More robust, in contrast, Die Fantastischen Vier: on their new track Endzeitstimmung (Doomsday Mood), the indestructible fun hip-hoppers attack Nazis point-blank. “Geht mir weg mit eurem Stolz auf die eigne Nation / Ihr seid nicht das Volk, ihr seid die Vollidioten” (Go away with your pride in your own nation / You are not the people, you are the tossers). Only a handful of top stars get this explicit nowadays, though we can be grateful to, say, Xavier Naidoo for refraining, on his solo record Für dich, from conspiracy theories à la Marionetten from Söhne Mannheims’ album MannHeim and sticking to romanticism instead.

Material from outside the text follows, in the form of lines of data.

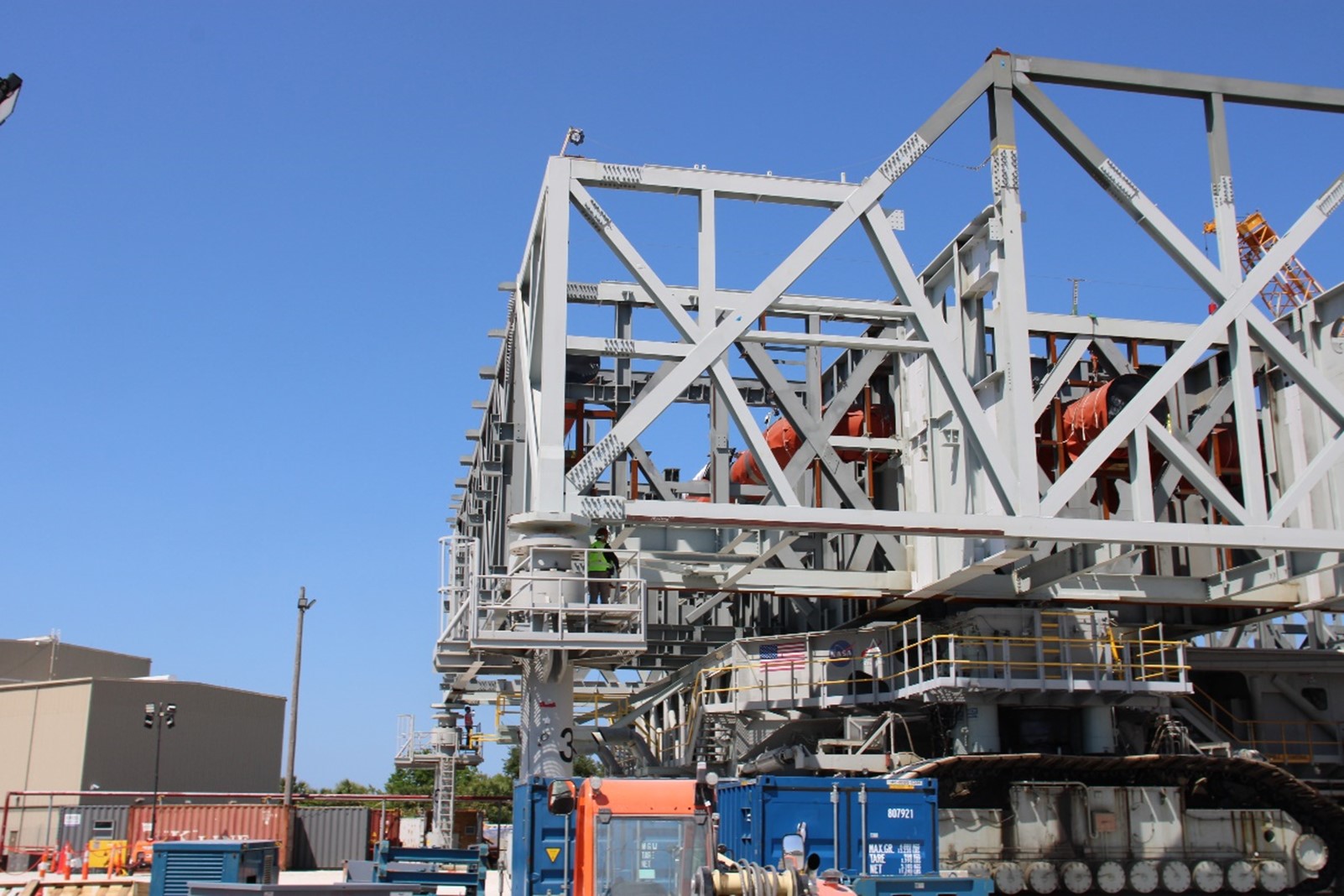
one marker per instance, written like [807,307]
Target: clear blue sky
[250,253]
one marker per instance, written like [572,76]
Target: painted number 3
[567,744]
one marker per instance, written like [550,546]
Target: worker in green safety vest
[602,567]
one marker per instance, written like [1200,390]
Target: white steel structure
[935,465]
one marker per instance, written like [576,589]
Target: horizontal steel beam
[1175,84]
[984,525]
[726,185]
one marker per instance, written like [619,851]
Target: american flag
[784,654]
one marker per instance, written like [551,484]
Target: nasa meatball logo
[841,652]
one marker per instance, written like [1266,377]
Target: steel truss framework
[966,495]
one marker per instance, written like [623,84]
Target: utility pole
[304,603]
[8,94]
[159,716]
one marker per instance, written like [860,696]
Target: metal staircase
[714,739]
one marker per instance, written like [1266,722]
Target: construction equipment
[1288,289]
[1063,565]
[618,837]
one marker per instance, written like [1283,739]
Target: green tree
[410,781]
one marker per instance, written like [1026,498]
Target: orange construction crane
[1292,286]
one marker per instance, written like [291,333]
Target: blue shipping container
[542,851]
[857,825]
[229,862]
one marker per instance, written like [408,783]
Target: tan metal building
[89,734]
[49,659]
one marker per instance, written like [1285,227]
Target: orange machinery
[634,837]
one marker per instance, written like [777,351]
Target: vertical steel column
[1221,175]
[1239,355]
[550,297]
[721,456]
[546,717]
[1011,343]
[624,382]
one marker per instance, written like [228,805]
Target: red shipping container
[227,821]
[383,824]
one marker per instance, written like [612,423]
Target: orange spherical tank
[784,442]
[1091,414]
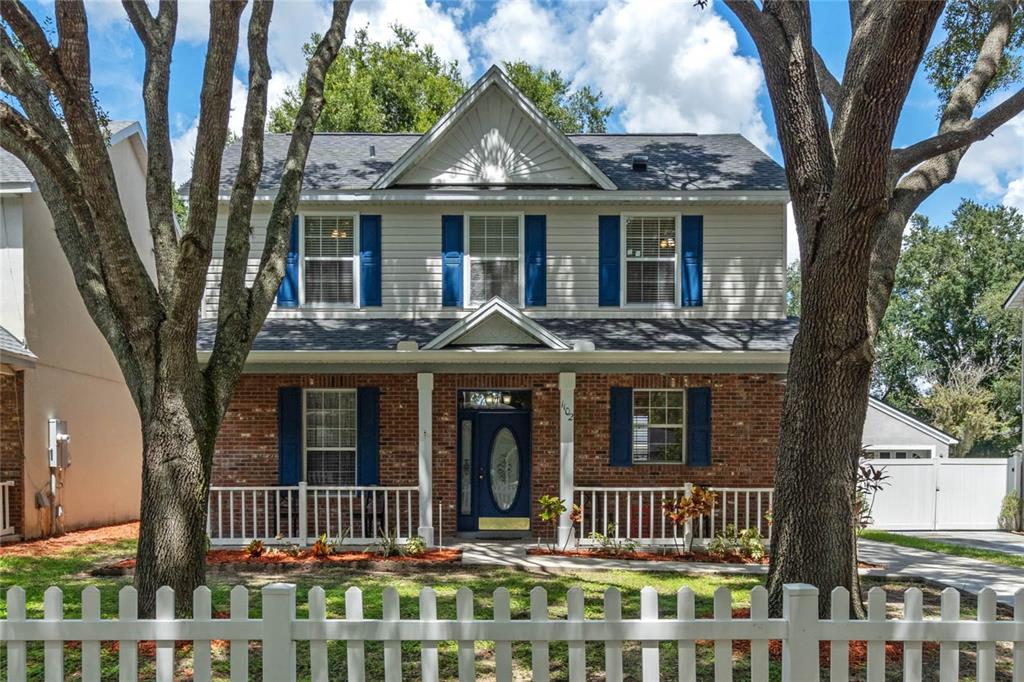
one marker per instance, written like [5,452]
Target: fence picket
[723,647]
[986,650]
[316,600]
[202,610]
[577,647]
[949,651]
[428,649]
[876,649]
[240,647]
[16,661]
[839,649]
[1019,646]
[912,651]
[53,650]
[687,648]
[759,648]
[503,648]
[356,653]
[392,647]
[90,647]
[127,649]
[165,648]
[649,661]
[540,661]
[467,654]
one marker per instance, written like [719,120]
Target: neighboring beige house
[55,365]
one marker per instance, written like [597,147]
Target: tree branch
[956,135]
[233,303]
[158,36]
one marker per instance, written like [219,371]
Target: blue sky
[664,66]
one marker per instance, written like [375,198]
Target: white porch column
[425,384]
[566,410]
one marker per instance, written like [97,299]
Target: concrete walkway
[895,561]
[996,541]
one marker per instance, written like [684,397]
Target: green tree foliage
[401,86]
[397,86]
[946,313]
[966,25]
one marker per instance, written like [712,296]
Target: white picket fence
[279,630]
[299,514]
[637,513]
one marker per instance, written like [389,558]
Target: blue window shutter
[370,260]
[288,293]
[621,427]
[368,461]
[536,247]
[698,427]
[289,435]
[452,250]
[608,259]
[691,264]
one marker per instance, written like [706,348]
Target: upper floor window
[330,436]
[495,258]
[658,426]
[650,259]
[329,259]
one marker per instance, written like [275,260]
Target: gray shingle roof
[606,334]
[12,349]
[676,162]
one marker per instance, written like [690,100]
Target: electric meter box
[59,443]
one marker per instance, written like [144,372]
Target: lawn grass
[70,569]
[1013,560]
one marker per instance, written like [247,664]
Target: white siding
[743,270]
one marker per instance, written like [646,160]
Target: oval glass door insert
[504,469]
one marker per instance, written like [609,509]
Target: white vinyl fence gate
[943,494]
[278,630]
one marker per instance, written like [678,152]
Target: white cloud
[433,26]
[996,164]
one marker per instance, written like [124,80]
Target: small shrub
[323,547]
[415,547]
[388,545]
[255,549]
[747,544]
[611,545]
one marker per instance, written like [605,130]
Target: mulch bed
[230,559]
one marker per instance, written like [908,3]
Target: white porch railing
[278,630]
[6,527]
[299,514]
[637,513]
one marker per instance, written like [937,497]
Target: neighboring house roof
[12,171]
[675,162]
[604,333]
[1016,299]
[13,351]
[910,421]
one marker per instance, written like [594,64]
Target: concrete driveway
[998,541]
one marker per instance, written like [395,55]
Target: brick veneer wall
[12,442]
[745,411]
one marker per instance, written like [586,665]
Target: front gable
[494,136]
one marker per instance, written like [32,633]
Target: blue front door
[494,471]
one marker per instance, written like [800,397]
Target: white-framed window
[494,251]
[330,269]
[650,245]
[329,421]
[658,426]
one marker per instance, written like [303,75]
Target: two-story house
[495,310]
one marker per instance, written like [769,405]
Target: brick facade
[745,411]
[12,442]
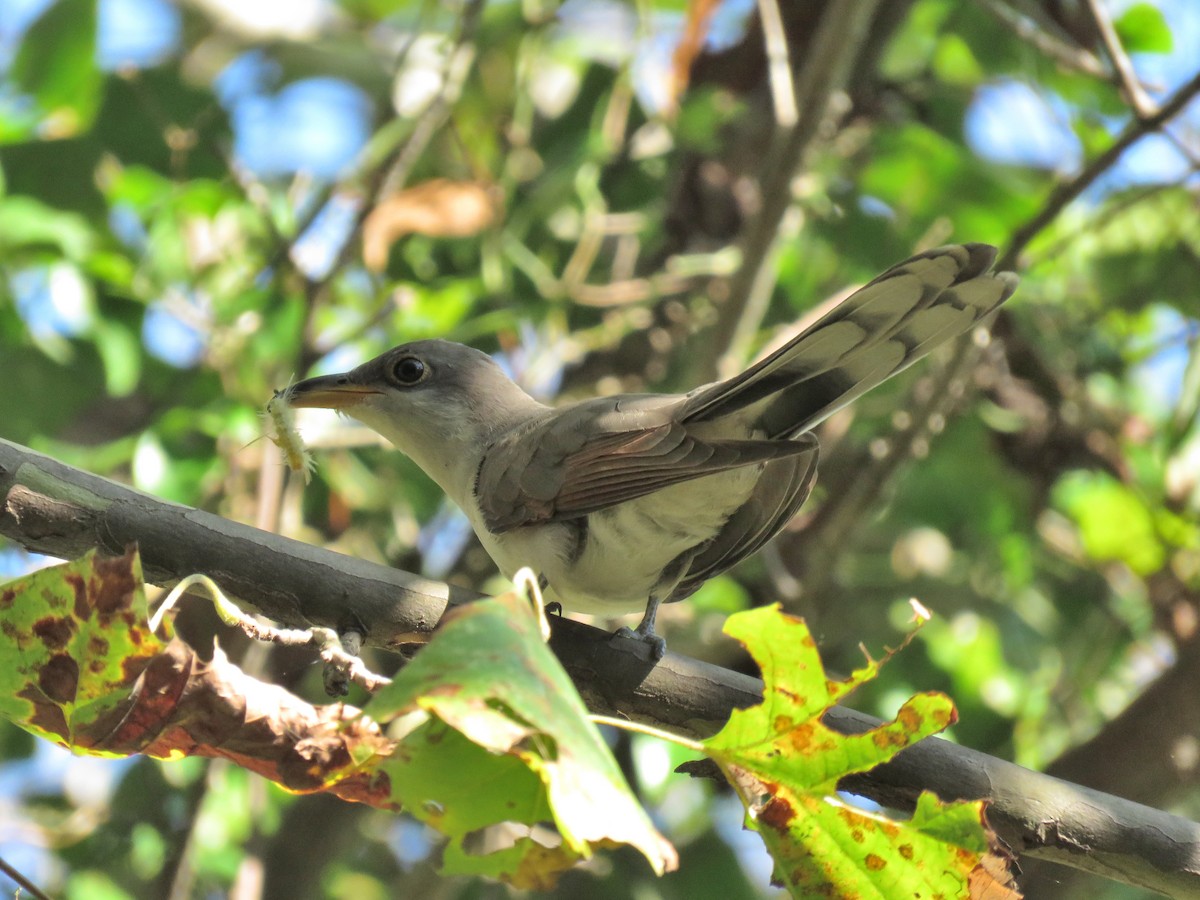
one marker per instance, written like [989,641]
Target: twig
[1073,58]
[394,172]
[1143,106]
[22,881]
[831,57]
[1073,189]
[779,69]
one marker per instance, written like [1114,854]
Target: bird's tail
[877,331]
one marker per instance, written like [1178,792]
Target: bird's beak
[328,393]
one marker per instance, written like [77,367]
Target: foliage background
[184,189]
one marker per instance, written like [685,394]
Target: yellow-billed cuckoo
[637,499]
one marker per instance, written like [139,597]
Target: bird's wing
[877,331]
[598,455]
[777,497]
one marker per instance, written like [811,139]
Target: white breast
[627,546]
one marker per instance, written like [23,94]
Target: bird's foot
[658,643]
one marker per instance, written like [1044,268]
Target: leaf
[57,65]
[503,737]
[437,208]
[1143,29]
[72,646]
[785,765]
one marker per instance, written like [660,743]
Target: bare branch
[48,507]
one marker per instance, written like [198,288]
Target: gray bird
[637,499]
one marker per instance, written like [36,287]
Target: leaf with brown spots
[785,765]
[71,646]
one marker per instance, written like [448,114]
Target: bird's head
[439,402]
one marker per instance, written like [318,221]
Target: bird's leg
[553,607]
[645,630]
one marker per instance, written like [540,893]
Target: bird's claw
[657,643]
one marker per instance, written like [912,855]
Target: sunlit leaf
[503,736]
[785,765]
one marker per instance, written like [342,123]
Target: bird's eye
[409,370]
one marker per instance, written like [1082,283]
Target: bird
[623,503]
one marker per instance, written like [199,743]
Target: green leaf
[27,222]
[785,763]
[57,66]
[1114,522]
[498,733]
[1143,29]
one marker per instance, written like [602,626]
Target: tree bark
[52,508]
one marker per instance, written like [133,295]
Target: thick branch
[52,508]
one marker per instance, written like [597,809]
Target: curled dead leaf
[438,208]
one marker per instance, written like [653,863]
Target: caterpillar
[286,436]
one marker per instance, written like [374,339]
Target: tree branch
[52,508]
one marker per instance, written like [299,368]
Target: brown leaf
[438,208]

Probably the most hotly debated and decidedly political song of 2017 was by Kettcar. After a five-year hiatus, the Hamburg band resurfaced with an album entitled Ich vs. Wir (Me vs. Us, on the label Grand Hotel van Cleef). On a literarily arranged song called Sommer '89 (Er schnitt Löcher in den Zaun) (Summer ’89 (He Cut Holes in the Fence)), lyricist and singer Marcus Wiebusch takes on a subject of fateful, if not exactly current, import to the Germans. With unmistakeable pathos, Kettcar meet the need to present positive, “upstanding” actors of German reunification.

Christiane Rösinger engages in concrete social criticism in Eigentumswohnung (Owner-Occupied Flat), a bitter and laconic song about gentrification, which has now reached even alternative refuges like Kreuzberg, Berlin. Thus, whatever their preferred approach, they still exist: politically aware artists.